We saw U23D last night at the Imax and it was great! I love 3d movies, purchase and since I saw one like 10 years ago, about it I don’t know why all movies aren’t 3d yet, but I digress. They made great use of the “one” additional dimension, at times Bono or the Edge are all up in your proverbial “grille” with the crowd unfurling behind them.
Between the great visual effects, which at time moved the stage’s background visuals into the foreground, and the great sound system of the Imax, this was a fun experience. So if you like U2 at all, check out www.u23dmovie.com to find it near you.
I found out (by introducing a bug into the application I’ve been working on) that “or” and “||” do not have equal precedence in Ruby.
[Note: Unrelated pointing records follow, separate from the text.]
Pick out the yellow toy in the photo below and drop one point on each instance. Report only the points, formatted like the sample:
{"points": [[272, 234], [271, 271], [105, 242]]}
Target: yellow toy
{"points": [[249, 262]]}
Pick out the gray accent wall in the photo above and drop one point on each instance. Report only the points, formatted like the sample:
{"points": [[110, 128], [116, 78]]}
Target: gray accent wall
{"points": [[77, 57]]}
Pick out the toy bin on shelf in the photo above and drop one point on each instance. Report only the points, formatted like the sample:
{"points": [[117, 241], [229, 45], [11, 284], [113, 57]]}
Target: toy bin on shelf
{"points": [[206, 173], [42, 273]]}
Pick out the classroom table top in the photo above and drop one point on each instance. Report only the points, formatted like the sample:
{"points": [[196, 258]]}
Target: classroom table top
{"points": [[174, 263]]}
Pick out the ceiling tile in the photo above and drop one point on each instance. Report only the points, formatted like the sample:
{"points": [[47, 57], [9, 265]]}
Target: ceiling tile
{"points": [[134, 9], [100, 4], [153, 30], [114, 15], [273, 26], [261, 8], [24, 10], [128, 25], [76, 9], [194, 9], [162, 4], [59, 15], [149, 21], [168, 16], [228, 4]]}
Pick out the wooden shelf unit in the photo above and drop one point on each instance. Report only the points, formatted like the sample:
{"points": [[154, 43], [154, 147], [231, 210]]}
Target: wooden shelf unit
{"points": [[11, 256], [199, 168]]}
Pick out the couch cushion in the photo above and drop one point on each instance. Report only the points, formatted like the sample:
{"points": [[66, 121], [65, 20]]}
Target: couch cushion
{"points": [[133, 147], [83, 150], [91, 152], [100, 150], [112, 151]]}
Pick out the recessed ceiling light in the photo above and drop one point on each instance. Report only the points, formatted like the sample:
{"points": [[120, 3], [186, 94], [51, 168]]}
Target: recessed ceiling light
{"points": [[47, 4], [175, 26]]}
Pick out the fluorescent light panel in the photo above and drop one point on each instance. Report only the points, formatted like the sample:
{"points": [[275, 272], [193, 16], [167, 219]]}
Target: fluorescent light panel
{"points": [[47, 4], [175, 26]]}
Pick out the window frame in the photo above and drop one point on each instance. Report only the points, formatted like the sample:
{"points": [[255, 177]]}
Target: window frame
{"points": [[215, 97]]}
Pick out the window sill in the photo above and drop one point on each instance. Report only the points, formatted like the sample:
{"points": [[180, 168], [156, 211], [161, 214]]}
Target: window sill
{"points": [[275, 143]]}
More importantly, sale the assignment operator “=” has higher precedence than “or” so that means that while the expression


>> foo = nil || 2
=> 2
>> foo
=> 2

results in foo being assigned the value 2 as you might expect, the following expression leaves foo assigned the value nil.


>> foo = nil or 2
=> 2
>> foo
=> nil

This is well covered ground online (see this post) but I was surprised that this oddity didn’t warrant an explicit mention in the operator precedence section of the Pickaxe book.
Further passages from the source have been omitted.